In the mid-19th century, James C. Crow developed a new production method for making whiskey. This method, known as the sour mash method, called for adding some liquid from a previous distillation to each new fermentation (much the way starter is used to make sourdough bread). Soon, legions of farmer/distillers loaded their product, with “Old Bourbon” stamped on the barrels, onto flatboats at the Ohio River port of Limestone for transport downriver to New Orleans, where sales of the new whiskey were so brisk that spirit merchants demanded ever-larger shipments. Bourbon production expanded to a few other states, including Indiana, Kansas, Missouri, Ohio, Pennsylvania, and Tennessee. For a time, Illinois produced almost as much bourbon as Kentucky. By 1900, bourbon was on its way to becoming a favorite whiskey the world over. In 1964 Congress declared that bourbon could be made only within the borders of
the United States and declared bourbon to be “America’s native spirit.”
How Bourbon Is Made
By law, for a whiskey to be labeled as bourbon—or, more precisely, straight bourbon—it must be made using a five-step process that takes two years at minimum.

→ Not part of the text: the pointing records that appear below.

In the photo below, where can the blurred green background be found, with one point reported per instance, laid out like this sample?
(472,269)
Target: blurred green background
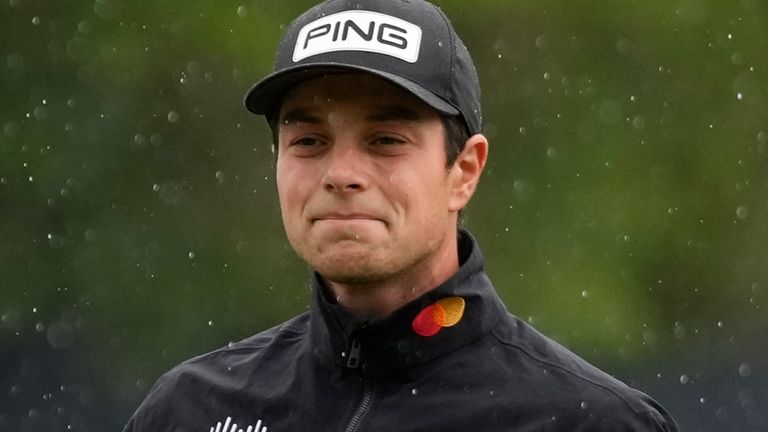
(624,210)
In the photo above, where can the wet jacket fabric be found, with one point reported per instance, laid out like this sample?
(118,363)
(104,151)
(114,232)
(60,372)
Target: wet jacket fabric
(327,370)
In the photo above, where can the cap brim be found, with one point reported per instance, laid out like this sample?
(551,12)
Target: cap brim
(268,93)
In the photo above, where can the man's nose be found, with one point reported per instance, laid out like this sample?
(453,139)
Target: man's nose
(345,170)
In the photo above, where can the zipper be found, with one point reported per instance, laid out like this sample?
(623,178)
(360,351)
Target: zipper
(362,409)
(367,399)
(354,354)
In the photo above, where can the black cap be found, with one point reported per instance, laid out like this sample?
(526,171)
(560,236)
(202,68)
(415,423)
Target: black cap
(410,43)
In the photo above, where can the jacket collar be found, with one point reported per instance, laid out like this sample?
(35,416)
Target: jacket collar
(391,343)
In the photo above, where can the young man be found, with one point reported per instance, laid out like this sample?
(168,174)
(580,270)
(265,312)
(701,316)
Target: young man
(375,108)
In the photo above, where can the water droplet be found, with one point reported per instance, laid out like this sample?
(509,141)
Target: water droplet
(552,153)
(745,370)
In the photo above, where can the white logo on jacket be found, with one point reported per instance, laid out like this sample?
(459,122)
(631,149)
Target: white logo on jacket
(359,31)
(228,426)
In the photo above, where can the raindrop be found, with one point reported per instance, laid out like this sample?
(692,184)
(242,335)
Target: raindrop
(745,370)
(55,241)
(14,61)
(552,153)
(9,130)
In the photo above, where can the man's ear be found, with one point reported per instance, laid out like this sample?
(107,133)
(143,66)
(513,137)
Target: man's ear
(465,172)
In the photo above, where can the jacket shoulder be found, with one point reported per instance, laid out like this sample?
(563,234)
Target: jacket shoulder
(219,372)
(580,393)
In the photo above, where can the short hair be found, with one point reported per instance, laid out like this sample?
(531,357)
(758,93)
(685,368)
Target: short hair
(456,136)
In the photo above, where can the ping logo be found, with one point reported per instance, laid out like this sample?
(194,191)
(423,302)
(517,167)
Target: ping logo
(445,312)
(359,31)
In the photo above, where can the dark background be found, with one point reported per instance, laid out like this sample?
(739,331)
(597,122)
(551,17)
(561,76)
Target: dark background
(624,210)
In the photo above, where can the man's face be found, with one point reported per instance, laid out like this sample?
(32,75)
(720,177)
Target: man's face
(365,194)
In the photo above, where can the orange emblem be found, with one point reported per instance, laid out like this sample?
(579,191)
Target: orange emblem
(443,313)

- Grain choice: A bourbon distiller first decides which grains to use and in what proportion—a recipe called the mash bill. For the spirit to be labeled straight bourbon, 51% of the grain must be corn, though the proportion of corn in most bourbons is actually closer to 66–75%. So-called small grains—usually wheat, rye, or malted barley—make up the rest.
- Mashing: The combined grains are mixed with local limestone water, then cooked to produce a mash (cooking also converts the grains’ starch into fermentable sugars). The distiller then adds yeast and sour mash from a previous batch and leaves the mixture to ferment into what is called beer, a process that takes three to four days. Sour mash, and the bacteria cultures it contains, jump-starts fermentation and helps to ensure consistency in different batches and preserve a bourbon’s characteristics.
- Distillation: The fermented but low-alcohol beer is distilled twice. In most cases, the first distillation occurs in a columnar still that increases the liquid’s alcohol content to around 50% by volume. The second distillation takes place in a doubler, which not only lifts the alcohol content to around 63% but also removes impurities and fusel alcohol—an acrid distillation byproduct also called fusel oil because of its oily texture. The two distillations condense the beer into a raw spirit referred to as white dog.
- Maturation: The white dog is moved into 53-gallon charred oak barrels for aging. Bourbon must be aged for at least two years, and only in unused, charred oak barrels. The barrels are stored in large multistoried warehouses called rickhouses. Most bourbon is aged from 4–12 years, but sometimes longer. The longer the aging, the more charred oak the bourbon absorbs as it expands and contracts during Kentucky’s hot summers and cold winters. The charred oak gives bourbon its amber color as well as its vanilla and caramel flavor.
- Bottling: Before it’s bottled, most bourbon is filtered to remove sediment. It is also cut (diluted) with distilled water to bring the 112- to 125-proof liquid to 80–101 proof. Other than water, no additives, sweeteners, flavor enhancers, or coloring agents may be added to make bourbon. Also, unlike some other whiskeys, bourbon is never blended with any neutral grain spirits.